As for the veracity of her claim to have invented the phrase, Pauley defiantly told Time, "Prove me wrong." As Pauley recalled, it came about when she and her Today co-host Bryant Gumbel "were talking about my bad hair days on the Today show in the early '80s. If I had two good hair days out of five it was great." After that, she claimed, her husband, Garry Trudeau, "put the phrase bad hair day in [his newspaper comic strip] Doonesbury. He got it from his wife."
The reason why Jane Pauley doesn't have a bucket list
In 2015, Jane Pauley appeared at Rollins College, where she submitted to an onstage Q&A in front of an audience. When asked if there was something she'd yet to try but still wanted to, she admitted that there really wasn't.
"I don't have a bucket list," Pauley said, explaining, "I don't think that way." It was this aspect of her personality, she added, that made her "such a perfect ambassador" to spread her message of reinventing oneself later in life in order to adapt to changes in life and career. "I have confidence that interesting things will happen if I am prepared for them," she said, outlining the philosophy that's guided both her life and career.
Pauley also offered her advice to college students in the audience who would soon be launching their own careers. "Don't wait until you know the destination before beginning the journey," she declared, adding, "The brain learns from failure, not success."
The unlikely path Jane Pauley took to hosting CBS Sunday Morning
When she took over as host of CBS Sunday Morning, Jane Pauley was only the third person to host the acclaimed series since it first hit the air in 1979. Vying for the job, however, was something she admitted to Indianapolis Monthly "wasn't on my radar at all."
As she told the magazine, while promoting her 2014 book Your Life Calling, her agent set her up with a producer of CBS Sunday Morning, who offered her a spot as a contributor. Feeling "warmly embraced at CBS" from the get-go, when host Charles Osgood decided to decided to retire at age 83, she suddenly found herself under consideration as his replacement. She was announced as the show's new host in September 2016.

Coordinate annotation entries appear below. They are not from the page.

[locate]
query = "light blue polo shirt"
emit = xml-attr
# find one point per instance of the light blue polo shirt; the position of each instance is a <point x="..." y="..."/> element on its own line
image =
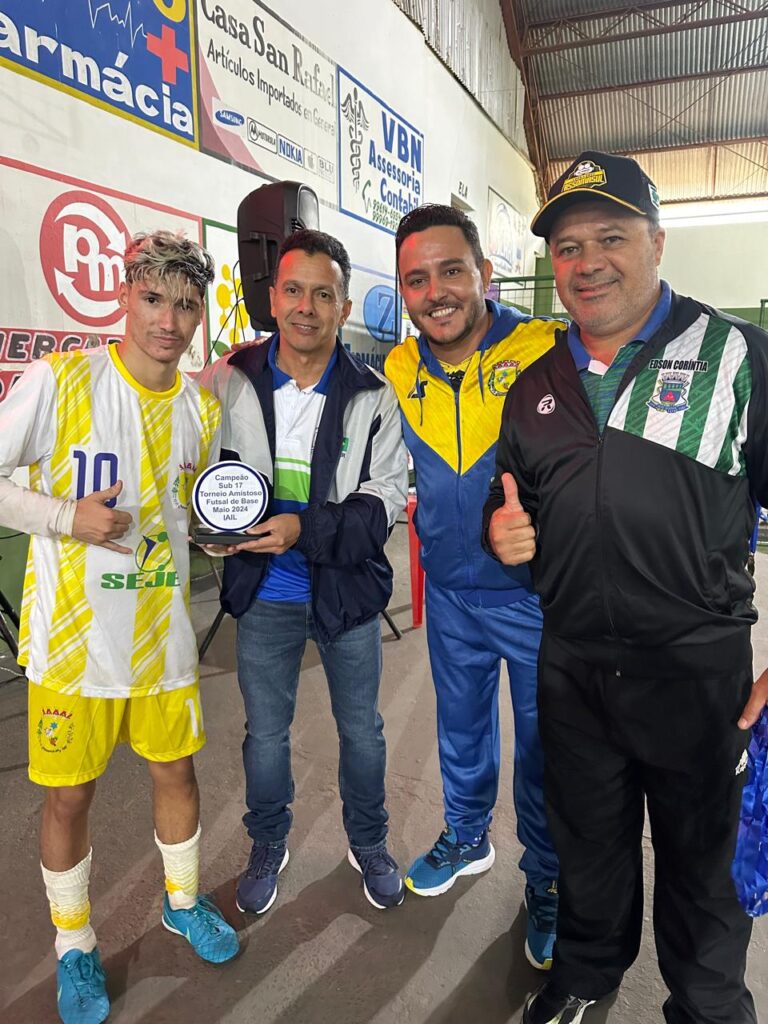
<point x="297" y="416"/>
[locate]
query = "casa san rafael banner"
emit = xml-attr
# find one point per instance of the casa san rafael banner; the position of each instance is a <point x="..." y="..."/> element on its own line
<point x="267" y="95"/>
<point x="131" y="57"/>
<point x="272" y="101"/>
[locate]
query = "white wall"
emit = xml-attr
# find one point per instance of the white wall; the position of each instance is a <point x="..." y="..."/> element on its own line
<point x="718" y="252"/>
<point x="53" y="142"/>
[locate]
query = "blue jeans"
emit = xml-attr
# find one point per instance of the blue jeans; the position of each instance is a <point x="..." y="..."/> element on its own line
<point x="467" y="643"/>
<point x="271" y="638"/>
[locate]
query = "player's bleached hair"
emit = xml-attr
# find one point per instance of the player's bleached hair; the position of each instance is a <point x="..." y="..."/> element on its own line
<point x="168" y="256"/>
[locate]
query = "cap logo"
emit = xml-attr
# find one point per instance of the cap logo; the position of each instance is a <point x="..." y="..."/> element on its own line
<point x="586" y="174"/>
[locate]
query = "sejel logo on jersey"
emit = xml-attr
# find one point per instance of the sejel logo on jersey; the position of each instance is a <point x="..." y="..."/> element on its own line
<point x="154" y="560"/>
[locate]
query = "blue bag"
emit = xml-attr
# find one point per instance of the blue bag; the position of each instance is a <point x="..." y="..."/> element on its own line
<point x="751" y="861"/>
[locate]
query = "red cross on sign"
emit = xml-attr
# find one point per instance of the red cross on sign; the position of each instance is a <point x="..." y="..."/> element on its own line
<point x="164" y="46"/>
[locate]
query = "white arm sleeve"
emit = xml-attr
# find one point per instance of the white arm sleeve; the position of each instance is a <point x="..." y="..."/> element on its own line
<point x="28" y="419"/>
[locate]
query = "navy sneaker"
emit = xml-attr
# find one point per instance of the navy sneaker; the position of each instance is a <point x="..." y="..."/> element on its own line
<point x="381" y="877"/>
<point x="435" y="872"/>
<point x="257" y="888"/>
<point x="541" y="902"/>
<point x="549" y="1007"/>
<point x="81" y="988"/>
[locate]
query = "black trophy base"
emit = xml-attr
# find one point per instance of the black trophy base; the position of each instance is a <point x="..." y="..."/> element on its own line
<point x="223" y="539"/>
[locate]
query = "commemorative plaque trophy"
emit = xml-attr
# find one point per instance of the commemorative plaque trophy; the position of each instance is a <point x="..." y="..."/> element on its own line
<point x="228" y="498"/>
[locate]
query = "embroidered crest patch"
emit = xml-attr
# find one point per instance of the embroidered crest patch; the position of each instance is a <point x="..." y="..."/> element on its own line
<point x="503" y="376"/>
<point x="671" y="393"/>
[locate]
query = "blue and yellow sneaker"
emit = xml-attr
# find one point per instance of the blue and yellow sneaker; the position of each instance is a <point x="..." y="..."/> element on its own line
<point x="437" y="870"/>
<point x="204" y="928"/>
<point x="81" y="988"/>
<point x="541" y="902"/>
<point x="381" y="877"/>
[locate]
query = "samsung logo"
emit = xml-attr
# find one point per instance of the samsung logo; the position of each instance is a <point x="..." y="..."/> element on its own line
<point x="229" y="118"/>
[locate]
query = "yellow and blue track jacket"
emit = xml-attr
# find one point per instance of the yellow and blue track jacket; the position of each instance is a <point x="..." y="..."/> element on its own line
<point x="452" y="436"/>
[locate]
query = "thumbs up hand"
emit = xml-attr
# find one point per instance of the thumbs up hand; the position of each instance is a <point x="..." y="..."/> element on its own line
<point x="95" y="523"/>
<point x="510" y="532"/>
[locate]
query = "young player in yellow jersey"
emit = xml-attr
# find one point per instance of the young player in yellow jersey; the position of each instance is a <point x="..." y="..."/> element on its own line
<point x="114" y="438"/>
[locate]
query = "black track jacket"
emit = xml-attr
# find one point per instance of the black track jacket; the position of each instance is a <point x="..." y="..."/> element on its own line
<point x="643" y="532"/>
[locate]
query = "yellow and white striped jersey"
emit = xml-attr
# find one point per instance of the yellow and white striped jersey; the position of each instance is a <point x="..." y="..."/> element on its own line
<point x="96" y="622"/>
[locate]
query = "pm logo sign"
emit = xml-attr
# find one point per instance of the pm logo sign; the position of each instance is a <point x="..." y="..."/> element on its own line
<point x="381" y="158"/>
<point x="82" y="241"/>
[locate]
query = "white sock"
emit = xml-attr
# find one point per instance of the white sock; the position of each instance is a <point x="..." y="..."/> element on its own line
<point x="181" y="865"/>
<point x="70" y="906"/>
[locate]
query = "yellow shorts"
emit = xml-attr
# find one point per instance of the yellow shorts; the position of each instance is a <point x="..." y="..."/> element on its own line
<point x="72" y="737"/>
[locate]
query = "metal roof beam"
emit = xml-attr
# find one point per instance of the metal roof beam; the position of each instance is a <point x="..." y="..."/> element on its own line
<point x="645" y="11"/>
<point x="628" y="86"/>
<point x="667" y="30"/>
<point x="514" y="24"/>
<point x="721" y="143"/>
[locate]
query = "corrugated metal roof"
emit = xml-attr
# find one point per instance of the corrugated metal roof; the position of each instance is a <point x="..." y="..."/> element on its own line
<point x="644" y="77"/>
<point x="656" y="117"/>
<point x="701" y="173"/>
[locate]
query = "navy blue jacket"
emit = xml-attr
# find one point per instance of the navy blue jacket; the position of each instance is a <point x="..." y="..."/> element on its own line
<point x="358" y="484"/>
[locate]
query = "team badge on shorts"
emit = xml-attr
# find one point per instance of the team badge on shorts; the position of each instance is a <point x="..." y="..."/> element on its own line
<point x="154" y="552"/>
<point x="503" y="376"/>
<point x="55" y="730"/>
<point x="671" y="393"/>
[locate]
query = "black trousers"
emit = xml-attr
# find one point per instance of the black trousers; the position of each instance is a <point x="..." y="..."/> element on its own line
<point x="611" y="744"/>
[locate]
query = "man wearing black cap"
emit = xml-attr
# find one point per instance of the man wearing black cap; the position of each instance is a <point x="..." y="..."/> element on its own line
<point x="638" y="445"/>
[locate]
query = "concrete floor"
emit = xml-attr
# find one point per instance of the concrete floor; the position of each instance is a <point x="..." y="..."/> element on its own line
<point x="322" y="953"/>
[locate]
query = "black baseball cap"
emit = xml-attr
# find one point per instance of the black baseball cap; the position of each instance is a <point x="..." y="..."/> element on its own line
<point x="598" y="175"/>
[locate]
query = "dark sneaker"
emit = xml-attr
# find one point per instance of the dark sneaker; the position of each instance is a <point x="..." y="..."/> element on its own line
<point x="81" y="988"/>
<point x="435" y="871"/>
<point x="257" y="888"/>
<point x="381" y="878"/>
<point x="541" y="902"/>
<point x="549" y="1007"/>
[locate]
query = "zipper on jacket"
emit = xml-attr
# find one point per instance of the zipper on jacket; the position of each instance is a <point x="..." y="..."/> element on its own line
<point x="598" y="519"/>
<point x="465" y="553"/>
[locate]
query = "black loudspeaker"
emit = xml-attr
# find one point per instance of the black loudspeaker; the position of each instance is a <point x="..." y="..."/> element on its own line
<point x="265" y="218"/>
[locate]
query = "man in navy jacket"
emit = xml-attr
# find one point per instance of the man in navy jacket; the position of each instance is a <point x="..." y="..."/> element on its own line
<point x="325" y="429"/>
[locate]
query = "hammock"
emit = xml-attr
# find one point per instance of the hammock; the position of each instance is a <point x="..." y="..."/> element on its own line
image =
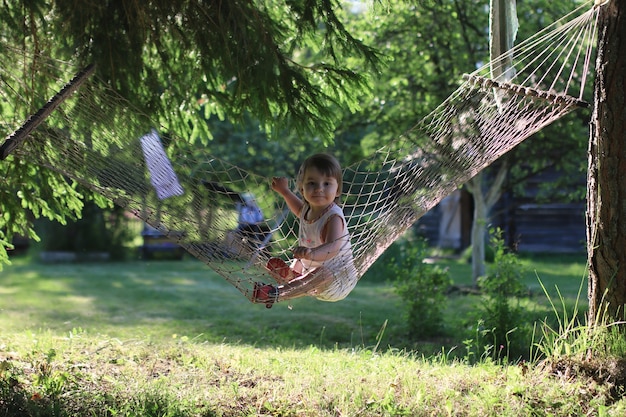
<point x="189" y="195"/>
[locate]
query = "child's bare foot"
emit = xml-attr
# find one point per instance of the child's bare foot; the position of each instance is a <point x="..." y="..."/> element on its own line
<point x="281" y="272"/>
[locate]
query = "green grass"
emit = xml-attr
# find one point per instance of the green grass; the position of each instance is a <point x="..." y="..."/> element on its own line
<point x="172" y="338"/>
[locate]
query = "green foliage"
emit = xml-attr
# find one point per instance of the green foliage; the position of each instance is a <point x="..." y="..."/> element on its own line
<point x="97" y="230"/>
<point x="422" y="287"/>
<point x="502" y="327"/>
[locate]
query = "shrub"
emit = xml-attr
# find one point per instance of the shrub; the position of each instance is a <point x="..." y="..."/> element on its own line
<point x="422" y="286"/>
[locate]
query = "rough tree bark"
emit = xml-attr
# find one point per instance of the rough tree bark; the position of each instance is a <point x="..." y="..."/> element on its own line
<point x="606" y="189"/>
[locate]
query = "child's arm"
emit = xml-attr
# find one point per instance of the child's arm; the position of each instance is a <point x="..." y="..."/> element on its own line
<point x="333" y="234"/>
<point x="281" y="186"/>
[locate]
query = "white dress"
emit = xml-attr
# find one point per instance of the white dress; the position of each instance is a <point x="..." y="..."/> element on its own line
<point x="341" y="266"/>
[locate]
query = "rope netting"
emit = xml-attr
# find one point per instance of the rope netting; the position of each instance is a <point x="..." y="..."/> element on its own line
<point x="92" y="136"/>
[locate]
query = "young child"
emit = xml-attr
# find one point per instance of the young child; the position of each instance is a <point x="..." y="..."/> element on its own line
<point x="323" y="265"/>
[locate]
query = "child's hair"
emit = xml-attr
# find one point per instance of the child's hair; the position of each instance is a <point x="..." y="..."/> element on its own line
<point x="325" y="164"/>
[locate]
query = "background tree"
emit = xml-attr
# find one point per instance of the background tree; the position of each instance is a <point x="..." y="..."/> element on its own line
<point x="428" y="45"/>
<point x="183" y="62"/>
<point x="606" y="185"/>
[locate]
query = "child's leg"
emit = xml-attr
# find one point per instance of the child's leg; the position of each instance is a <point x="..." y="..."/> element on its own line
<point x="309" y="284"/>
<point x="280" y="271"/>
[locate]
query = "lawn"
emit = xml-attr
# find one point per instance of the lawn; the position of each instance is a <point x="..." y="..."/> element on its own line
<point x="171" y="338"/>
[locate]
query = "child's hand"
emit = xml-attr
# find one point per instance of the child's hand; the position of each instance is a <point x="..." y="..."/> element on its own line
<point x="302" y="252"/>
<point x="280" y="184"/>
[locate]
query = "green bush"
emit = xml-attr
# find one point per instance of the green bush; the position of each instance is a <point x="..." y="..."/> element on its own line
<point x="421" y="286"/>
<point x="503" y="326"/>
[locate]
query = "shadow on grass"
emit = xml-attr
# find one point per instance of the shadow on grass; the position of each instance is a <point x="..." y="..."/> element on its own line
<point x="174" y="299"/>
<point x="157" y="300"/>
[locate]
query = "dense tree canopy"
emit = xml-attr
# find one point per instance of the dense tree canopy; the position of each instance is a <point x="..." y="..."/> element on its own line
<point x="295" y="66"/>
<point x="234" y="56"/>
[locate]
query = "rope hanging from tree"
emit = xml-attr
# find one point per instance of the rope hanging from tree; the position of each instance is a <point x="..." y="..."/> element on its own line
<point x="383" y="194"/>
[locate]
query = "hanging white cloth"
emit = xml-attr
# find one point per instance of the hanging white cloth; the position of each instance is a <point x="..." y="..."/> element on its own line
<point x="162" y="175"/>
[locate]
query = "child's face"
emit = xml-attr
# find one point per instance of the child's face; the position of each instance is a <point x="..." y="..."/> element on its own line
<point x="318" y="189"/>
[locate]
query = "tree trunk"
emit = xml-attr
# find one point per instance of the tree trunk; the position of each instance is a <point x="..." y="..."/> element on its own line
<point x="606" y="189"/>
<point x="482" y="208"/>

Telling Indianapolis Monthly she was initially hesitant about the commitment, she came to realize what a great fit the show was with her broadcasting style. Hosting CBS Sunday Morning, she said, was "a culmination of all the skills and journalism that I had done over a lifetime. And both of my grandsons have looked at the TV and recognized me — never did I think that I would have grandchildren watching me on television."
Jane Pauley has made some big money along the way
When Jane Pauley made the big move from local TV in Indianapolis to take an anchor position at Chicago's WMAQ, the new job came with a hefty salary. As she wrote in her book Skywriting, she was offered $55,000 a year — which, she pointed out, was "a raise of almost 400 percent" over what she'd been earning.
Pauley's salary increased significantly after that. When she exited Today in 1985, Entertainment Weekly reported that she was rumored to be earning $1.2 million per year. That number was bumped up during her stint on Nightline; in 2005, the Tampa Bay Times reported that Pauley was among television's "$5-million-a-year-players."
Pauley has been a fixture on national television for more than four decades, so it stands to reason she's made a few bucks along the way. According to Celebrity Net Worth, Pauley's accumulated wealth is estimated at $40 million. While neither she nor CBS has divulged her salary for CBS Sunday Morning, no less an authority than The New York Times pointed out the show is a "powerful ratings machine" with an audience of nearly 6 million viewers per week, making it "by far the most-watched Sunday morning news show."